According to Dr. Kim, work on his book began in 2012 when Girls’ Generation, a South Korean idol girl group, made a network TV debut in the U.S. When he was at Temple University, his students were asking questions about the group and K-pop.

“I started to receive a lot of questions from my students at Temple; however, I did not know anything about the group or K-pop at that time,” he said. “So, in order to address my students’ questions, I decided to do a systematic research on the topic. I wrote a chapter on a different dimension of the topic in each semester. Before publishing the book, some of its chapters had been published in prominent academic journals in the discipline, like International Journal of Communication, Journal of Language and Politics, and Telos.”

Since its original hard-cover publication, there was a subsequent, paperback publication in July 2020 and a critical, academic review article publication in a top-notched, peer-reviewed academic journal in December 2020. Right now Dr. Kim is working on several active research projects and a second book.

“The surprising success of BTS (also known as the Bangtan Boys) and BlackPink in the US suggests an ever-growing creative agility of the K-pop industry,” Dr. Kim said. “I have a couple of active research projects scheduled to publish. One of the most active projects is that a couple of my research papers on BTS will be published later this year as a part of Routledge’s edited volume on the global successes of South Korean popular culture and a peer-reviewed journal publication. My research on South Korean government’s policy on film industry will be published by SUNY Press next year.

My second book on South Korean women’s socio-political activism will be published by Palgrave McMillan in 2023. It is titled as Political Maternity, Human Rights, and the Gwangju May Uprising: Untold Stories of the Bereaved Mothers’ Fight for Truth and Justice in South Korea.”

When asked if there was any aspect of his book that he incorporates into his lectures, the answer was ‘yes.’

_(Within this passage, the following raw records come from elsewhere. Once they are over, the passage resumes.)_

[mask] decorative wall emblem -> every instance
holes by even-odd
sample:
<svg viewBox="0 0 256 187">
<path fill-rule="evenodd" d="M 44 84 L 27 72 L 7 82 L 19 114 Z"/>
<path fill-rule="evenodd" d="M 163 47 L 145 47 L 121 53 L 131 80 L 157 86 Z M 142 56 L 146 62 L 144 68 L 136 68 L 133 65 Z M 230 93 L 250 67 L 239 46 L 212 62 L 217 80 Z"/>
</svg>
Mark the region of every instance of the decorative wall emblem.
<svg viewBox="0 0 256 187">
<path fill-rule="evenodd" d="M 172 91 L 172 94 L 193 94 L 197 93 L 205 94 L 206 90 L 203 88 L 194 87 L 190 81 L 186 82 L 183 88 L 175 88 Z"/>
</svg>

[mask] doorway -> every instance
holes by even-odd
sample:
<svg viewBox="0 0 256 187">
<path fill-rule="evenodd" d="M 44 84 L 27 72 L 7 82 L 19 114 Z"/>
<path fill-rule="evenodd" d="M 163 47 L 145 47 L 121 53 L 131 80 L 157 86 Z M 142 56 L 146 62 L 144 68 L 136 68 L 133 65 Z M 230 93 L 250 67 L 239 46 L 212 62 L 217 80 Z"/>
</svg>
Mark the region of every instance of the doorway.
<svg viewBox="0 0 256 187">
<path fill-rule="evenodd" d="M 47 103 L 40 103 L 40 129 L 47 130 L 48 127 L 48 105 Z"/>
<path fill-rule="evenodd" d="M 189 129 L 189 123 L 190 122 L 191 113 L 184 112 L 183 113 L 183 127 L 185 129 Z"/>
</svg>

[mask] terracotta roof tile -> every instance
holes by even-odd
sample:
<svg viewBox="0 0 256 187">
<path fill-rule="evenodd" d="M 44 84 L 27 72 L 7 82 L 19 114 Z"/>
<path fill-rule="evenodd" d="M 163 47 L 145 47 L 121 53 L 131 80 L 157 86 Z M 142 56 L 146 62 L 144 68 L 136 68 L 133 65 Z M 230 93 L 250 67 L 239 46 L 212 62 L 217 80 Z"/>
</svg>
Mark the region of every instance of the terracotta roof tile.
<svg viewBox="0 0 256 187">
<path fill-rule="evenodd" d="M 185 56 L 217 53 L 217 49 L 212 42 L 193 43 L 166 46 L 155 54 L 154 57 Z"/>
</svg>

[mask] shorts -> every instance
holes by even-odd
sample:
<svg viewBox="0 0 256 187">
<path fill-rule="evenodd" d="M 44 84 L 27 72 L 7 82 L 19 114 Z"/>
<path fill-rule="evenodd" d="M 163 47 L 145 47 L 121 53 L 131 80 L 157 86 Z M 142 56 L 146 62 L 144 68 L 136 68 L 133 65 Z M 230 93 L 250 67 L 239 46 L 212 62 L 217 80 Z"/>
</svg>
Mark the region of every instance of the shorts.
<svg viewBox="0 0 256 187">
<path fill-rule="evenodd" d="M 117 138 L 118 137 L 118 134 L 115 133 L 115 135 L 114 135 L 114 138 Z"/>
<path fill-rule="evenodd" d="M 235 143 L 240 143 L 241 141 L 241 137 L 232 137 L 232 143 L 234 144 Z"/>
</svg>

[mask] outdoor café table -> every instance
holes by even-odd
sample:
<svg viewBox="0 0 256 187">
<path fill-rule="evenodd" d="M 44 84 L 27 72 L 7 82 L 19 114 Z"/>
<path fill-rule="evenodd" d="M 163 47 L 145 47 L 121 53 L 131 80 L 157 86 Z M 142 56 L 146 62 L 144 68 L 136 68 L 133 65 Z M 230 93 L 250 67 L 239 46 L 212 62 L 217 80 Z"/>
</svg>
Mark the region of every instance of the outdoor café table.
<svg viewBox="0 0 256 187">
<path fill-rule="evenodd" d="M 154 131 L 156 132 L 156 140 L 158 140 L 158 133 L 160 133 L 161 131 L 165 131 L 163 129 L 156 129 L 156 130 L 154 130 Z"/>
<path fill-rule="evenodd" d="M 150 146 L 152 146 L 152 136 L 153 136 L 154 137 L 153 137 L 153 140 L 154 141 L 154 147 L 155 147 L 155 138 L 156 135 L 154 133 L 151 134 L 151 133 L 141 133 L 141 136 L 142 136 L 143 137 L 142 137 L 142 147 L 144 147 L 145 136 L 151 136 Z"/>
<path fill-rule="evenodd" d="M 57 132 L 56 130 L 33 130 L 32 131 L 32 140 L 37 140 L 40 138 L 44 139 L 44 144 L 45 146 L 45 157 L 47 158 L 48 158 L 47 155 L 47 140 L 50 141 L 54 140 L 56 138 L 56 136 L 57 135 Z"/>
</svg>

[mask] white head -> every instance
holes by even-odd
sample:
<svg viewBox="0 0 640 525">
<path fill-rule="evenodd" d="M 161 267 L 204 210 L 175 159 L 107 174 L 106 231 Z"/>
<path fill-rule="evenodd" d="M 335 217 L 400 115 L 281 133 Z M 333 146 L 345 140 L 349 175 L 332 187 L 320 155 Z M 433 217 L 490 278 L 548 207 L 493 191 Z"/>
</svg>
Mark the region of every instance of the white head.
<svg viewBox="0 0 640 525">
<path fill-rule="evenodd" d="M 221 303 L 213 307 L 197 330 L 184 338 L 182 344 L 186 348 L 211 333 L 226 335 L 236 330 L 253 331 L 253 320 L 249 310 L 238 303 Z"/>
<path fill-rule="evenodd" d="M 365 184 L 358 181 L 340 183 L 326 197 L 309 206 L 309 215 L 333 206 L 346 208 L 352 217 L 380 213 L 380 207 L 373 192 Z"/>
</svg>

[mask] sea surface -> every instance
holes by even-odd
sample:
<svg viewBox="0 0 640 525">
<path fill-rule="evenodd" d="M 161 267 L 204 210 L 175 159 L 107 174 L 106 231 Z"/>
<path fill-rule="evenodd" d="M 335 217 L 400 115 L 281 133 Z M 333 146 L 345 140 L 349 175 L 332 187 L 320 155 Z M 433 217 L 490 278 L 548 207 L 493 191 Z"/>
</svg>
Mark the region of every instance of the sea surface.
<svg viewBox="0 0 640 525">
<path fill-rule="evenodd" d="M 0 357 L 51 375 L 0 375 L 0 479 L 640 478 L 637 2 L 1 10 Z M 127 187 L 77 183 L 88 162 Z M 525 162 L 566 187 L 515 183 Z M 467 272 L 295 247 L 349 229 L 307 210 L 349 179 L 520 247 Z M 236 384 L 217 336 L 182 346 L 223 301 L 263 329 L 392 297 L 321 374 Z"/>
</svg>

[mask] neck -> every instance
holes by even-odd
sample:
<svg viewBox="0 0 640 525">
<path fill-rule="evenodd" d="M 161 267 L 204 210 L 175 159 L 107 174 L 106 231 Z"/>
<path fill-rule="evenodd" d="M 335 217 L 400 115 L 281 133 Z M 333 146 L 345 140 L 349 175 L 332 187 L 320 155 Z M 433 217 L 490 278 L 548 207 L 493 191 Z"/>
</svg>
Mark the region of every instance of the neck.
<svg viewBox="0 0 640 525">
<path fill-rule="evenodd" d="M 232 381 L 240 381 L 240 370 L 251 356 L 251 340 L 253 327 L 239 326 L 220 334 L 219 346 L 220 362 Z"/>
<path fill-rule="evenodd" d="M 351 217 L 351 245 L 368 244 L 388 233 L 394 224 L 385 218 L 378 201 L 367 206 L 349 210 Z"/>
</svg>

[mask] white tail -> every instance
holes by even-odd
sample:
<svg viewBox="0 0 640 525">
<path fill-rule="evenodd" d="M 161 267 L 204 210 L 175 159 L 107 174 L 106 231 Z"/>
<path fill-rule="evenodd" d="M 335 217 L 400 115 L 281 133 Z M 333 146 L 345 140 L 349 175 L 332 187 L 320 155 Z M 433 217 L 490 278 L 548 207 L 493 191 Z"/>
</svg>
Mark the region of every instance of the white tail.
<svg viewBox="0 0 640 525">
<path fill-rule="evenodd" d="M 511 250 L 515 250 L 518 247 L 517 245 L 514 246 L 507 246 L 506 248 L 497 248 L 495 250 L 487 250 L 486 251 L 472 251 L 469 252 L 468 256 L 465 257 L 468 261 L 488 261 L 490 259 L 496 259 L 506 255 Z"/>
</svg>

“To spearhead the socio-historic legacy of Cheyney as the Nation’s first HBCU, I incorporate how African American lives have influenced and been constructed by mass communication media in the US. Especially, I have indicated how commercialization of hip-hop has coopted the music genre’s initial nature of socio-political statement on racial injustices in the U.S. In other words, while I do not use K-pop and Korean popular culture in my lectures, I do apply all the research questions and findings from my book in every part of my teaching at Cheyney.”

Dr. Kim also stated that he is developing new courses on hip-hop, to address Hip Hop and African American Lives in the Media and Politics of Hip Hop. He hopes to incorporate these courses into the Communication Arts degree program at Cheyney. He doesn’t use portions of his book in his lectures but would like to use some portion of the book in other courses that have been submitted for approval process, such as International/ Intercultural Communication.

“As far as the Communication Arts Program at Cheyney is concerned, it is set to grow and get stronger,” Dr. Kim said. “I have proposed to offer many courses that students are interested in and find useful in their career developments, such as Sports Journalism, History of Black Cinema, Media Industry and Racism, Social Movements and the Media, Media and African American Legacy in Philadelphia, and Environmental Communication to name a few.